Domestic team information
- 1876–1878: Oxford University

Career statistics
| Competition | First-class |
| Matches | 12 |
| Runs scored | 163 |
| Batting average | 8.15 |
| 100s/50s | –/– |
| Top score | 35 |
| Balls bowled | 781 |
| Wickets | 16 |
| Bowling average | 18.06 |
| 5 wickets in innings | – |
| 10 wickets in match | – |
| Best bowling | 3/10 |
| Catches/stumpings | 5/– |
- Source: Cricinfo, 26 June 2020

= Alexander Pearson (cricketer) =

Scottish cricketer and advocate

Alexander Gillespie Pearson (21 January 1856 – 24 January 1931) was a Scottish first-class cricketer and legal advocate.
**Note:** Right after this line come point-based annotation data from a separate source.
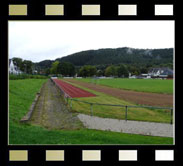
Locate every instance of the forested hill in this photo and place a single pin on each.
(123, 55)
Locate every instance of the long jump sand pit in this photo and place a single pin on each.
(71, 90)
(142, 98)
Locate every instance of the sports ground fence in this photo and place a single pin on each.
(69, 101)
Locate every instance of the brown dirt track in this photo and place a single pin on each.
(143, 98)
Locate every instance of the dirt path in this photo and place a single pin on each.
(142, 98)
(51, 112)
(135, 127)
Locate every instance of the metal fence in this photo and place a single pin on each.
(69, 101)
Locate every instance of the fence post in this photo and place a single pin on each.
(126, 112)
(71, 103)
(91, 109)
(67, 100)
(171, 121)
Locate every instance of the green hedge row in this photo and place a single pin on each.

The son of Andrew Pearson, he was born at Edinburgh in January 1856. He was educated firstly at the Loretto School in Musselburgh, before transferring to Rugby School. From Rugby, he matriculated ar Balliol College, Oxford in 1875. While studying at Oxford, he played first-class cricket for Oxford University from 1876–78, making sixteen appearances. Pearson scored 163 runs at an average of 8.15, with a high score of 35. With his right-arm roundarm medium pace bowling, he took 16 wickets at a bowling average of 18.06 and best figures of 3 for 10.

After graduating from Oxford, Pearson became a member of the Faculty of Advocates. He was also a justice of the peace for Dumfriesshire. Pearson died in Switzerland at Locarno in January 1931. His brother, Robert, also played first-class cricket.